Rhuidean. Sí. Por supuesto. Rhuidean. ¿A cuántas semanas al sur? Empero, él había hecho algo una vez. Si pudiera recordar cómo…
—¿Y lo dejaste ir? ¿Después de tanta palabrería sobre ayudarme?
—Abiertamente, no, fue lo que dije. ¿Qué podría encontrar en Rhuidean que me mereciera la pena revelar mis propósitos? Cuando aceptes colaborar conmigo, habrá tiempo de sobra. Recuerda lo que te dije, Lews Therin. —Su voz adoptó un timbre seductor; aquellos labios llenos se curvaron, y los oscuros ojos intentaron arrastrarlo a unos negros estanques sin fondo—. Dos grandiosos sa’angreal.
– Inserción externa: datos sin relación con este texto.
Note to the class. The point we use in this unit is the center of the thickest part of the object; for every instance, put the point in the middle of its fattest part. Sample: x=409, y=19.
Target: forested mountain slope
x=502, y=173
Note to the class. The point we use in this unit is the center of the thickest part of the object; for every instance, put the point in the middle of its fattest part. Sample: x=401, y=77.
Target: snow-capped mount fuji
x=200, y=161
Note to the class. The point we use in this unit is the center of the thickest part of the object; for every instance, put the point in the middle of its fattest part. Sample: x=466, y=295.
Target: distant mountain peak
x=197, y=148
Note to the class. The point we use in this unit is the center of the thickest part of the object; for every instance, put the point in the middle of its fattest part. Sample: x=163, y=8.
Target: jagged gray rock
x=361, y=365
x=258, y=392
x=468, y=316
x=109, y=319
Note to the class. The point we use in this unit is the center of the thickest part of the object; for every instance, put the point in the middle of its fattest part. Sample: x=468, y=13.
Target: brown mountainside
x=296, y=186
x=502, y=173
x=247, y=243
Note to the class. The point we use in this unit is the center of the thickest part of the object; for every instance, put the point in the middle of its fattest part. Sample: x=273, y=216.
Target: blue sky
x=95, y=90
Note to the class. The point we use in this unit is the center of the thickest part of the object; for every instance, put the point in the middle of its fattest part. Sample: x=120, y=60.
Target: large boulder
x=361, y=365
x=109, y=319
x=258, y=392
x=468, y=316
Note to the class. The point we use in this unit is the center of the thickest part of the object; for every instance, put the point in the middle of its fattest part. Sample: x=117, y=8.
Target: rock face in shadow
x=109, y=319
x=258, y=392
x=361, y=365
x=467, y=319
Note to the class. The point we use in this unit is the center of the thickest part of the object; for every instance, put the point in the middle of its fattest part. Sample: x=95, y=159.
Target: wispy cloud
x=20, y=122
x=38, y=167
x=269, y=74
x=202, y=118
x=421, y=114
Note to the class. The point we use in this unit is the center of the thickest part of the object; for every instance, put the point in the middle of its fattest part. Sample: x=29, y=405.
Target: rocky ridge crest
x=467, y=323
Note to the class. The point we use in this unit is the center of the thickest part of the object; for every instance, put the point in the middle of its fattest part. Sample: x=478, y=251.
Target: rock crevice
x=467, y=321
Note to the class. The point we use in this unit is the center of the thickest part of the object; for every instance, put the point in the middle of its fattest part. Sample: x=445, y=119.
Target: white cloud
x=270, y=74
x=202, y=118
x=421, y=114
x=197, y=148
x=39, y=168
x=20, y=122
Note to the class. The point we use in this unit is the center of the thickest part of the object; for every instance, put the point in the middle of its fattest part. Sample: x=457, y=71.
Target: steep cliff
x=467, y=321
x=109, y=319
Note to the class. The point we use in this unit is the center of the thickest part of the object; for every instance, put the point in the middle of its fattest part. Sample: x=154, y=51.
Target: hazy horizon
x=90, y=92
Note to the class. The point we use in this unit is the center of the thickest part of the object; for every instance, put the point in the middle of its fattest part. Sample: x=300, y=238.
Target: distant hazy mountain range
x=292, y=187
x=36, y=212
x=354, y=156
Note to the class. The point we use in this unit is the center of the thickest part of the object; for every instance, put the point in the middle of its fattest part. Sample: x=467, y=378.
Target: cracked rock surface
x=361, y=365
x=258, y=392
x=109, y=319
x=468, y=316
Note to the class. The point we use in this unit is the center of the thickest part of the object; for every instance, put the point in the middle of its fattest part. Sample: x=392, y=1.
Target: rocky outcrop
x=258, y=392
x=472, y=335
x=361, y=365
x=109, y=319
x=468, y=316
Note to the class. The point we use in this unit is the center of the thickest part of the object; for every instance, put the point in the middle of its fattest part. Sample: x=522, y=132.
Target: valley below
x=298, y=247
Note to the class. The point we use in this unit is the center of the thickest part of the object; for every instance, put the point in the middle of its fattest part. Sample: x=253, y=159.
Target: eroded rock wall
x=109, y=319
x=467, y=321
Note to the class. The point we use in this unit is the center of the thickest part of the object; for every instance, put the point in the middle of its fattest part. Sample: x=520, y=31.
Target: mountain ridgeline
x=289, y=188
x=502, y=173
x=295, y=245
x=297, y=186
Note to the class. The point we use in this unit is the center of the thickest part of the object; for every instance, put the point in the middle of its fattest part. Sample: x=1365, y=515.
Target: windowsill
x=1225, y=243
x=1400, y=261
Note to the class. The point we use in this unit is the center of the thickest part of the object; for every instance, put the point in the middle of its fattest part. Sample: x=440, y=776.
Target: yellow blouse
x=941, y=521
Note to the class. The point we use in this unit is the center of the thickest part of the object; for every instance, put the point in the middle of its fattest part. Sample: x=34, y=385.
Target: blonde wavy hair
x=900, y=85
Con ellos, juntos los dos, podemos desafiar… —Esta vez se interrumpió ella misma.
Rand había recordado. Con el Poder dobló la realidad, plegó un pequeño fragmento de lo que era. Una puerta se abrió dentro de la cúpula, delante de él. Era la única manera de describirlo. Una abertura a la oscuridad, hacia otro lugar.